Another is that the old argument open source is not ready for the enterprise has been proven beyond doubt to be ridiculous. Just look at the most recent Gartner Magic Quadrant for Operational Database Management Systems. EnterpriseDB is in the report for the sixth year in a row. This underlines the robustness and sustained innovation being undertaken to expand the functionality of PostgreSQL.

If PostgreSQL is so popular in the public sector, what is to stop your organisation from adopting it and supporting it in-house?

I heard a very good analogy from a distinguished colleague of mine, Bruce Momjian, who is also one of the founding members of the Global Postgres Development Group. He suggested that there is nothing you can get at a restaurant that you cannot make for yourself at home. However, restaurants still exist and are doing quite well, because we all understand the value of an expert chef cooking ingredients to come up with dishes that we would like to eat.

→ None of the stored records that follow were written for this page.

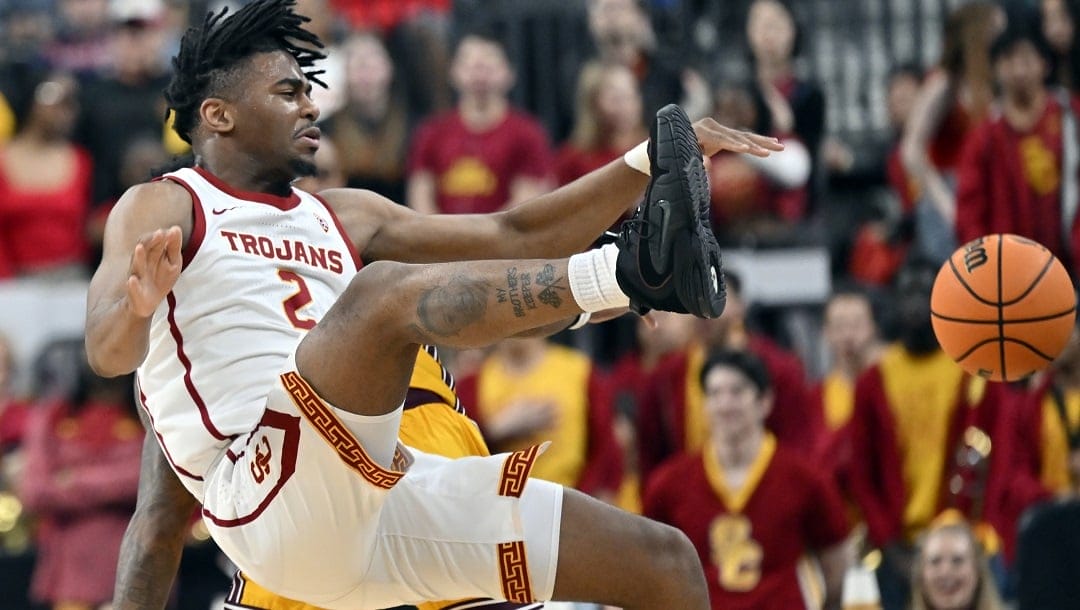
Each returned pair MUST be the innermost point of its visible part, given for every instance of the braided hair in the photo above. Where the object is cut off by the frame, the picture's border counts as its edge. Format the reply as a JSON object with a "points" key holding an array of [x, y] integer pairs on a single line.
{"points": [[210, 55]]}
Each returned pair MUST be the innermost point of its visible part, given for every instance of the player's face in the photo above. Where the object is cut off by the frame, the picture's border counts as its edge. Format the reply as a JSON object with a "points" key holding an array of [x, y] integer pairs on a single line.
{"points": [[770, 30], [481, 68], [1057, 26], [618, 100], [734, 405], [1021, 69], [275, 114], [949, 573]]}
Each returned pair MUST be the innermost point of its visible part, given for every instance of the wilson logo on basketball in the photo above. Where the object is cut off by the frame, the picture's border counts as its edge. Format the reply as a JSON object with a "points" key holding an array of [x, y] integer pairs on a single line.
{"points": [[260, 465]]}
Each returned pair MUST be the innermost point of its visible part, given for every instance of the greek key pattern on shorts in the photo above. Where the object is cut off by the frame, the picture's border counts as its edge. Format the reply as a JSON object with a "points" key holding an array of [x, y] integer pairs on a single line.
{"points": [[320, 416], [515, 471], [514, 572]]}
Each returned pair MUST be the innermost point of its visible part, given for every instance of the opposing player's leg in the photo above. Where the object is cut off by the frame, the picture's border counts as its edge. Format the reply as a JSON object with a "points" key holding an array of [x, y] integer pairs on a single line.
{"points": [[609, 556], [360, 355]]}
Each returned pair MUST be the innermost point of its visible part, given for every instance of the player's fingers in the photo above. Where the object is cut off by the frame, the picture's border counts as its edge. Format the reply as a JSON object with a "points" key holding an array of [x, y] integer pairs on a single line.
{"points": [[650, 321], [138, 260], [174, 240]]}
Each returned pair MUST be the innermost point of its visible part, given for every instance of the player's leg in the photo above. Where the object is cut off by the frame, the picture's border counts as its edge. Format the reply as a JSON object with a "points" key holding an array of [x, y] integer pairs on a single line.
{"points": [[609, 556], [360, 355]]}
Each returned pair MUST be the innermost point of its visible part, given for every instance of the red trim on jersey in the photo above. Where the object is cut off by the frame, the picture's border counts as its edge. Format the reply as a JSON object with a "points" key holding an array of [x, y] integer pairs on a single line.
{"points": [[337, 222], [515, 471], [178, 337], [161, 439], [199, 220], [288, 424], [514, 572], [284, 203]]}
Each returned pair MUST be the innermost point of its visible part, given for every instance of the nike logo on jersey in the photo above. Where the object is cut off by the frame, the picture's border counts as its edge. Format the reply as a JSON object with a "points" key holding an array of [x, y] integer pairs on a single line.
{"points": [[277, 248]]}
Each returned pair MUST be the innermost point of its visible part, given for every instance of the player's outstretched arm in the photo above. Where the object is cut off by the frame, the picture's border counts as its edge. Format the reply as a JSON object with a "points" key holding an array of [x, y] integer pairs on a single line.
{"points": [[554, 225], [151, 547], [142, 261]]}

Similarly, you could very easily download PostgreSQL and start to experiment with it in-house without working with a vendor. Indeed, many of our customers start out using PostgreSQL in test environments, but then when they start to expand their adoption, look at integrations with other critical applications and consider the cost of maintaining an in-house PostgreSQL team it becomes more cost effective to consider partnering with EnterpriseDB. This is common sense when they are running such vital services for citizens in this country. Thriving open source communities are brilliant at innovating and responding to the latest developments, but they are often not interested in the day-to-day management and servicing of such applications. In enterprise environments this is crucial and it is where EnterpriseDB has worked hard to build tools, which give customers confidence to use PostgreSQL for mission-critical applications.

There is a healthy cautiousness in this country among policy makers and IT professionals about the roll-out of major IT projects in the public sector, but I believe open source is showing a way to avoid the failures of the past. The combination of sustained innovation and openness when combined with its cost efficiency and the support of partners like EnterpriseDB have completely changed the dialogue around open source in the Dutch public sector. And I don’t think I’m being overly confident when I say open source solutions, such as PostgreSQL, are going to play a much more significant role in public sector IT strategies moving forward!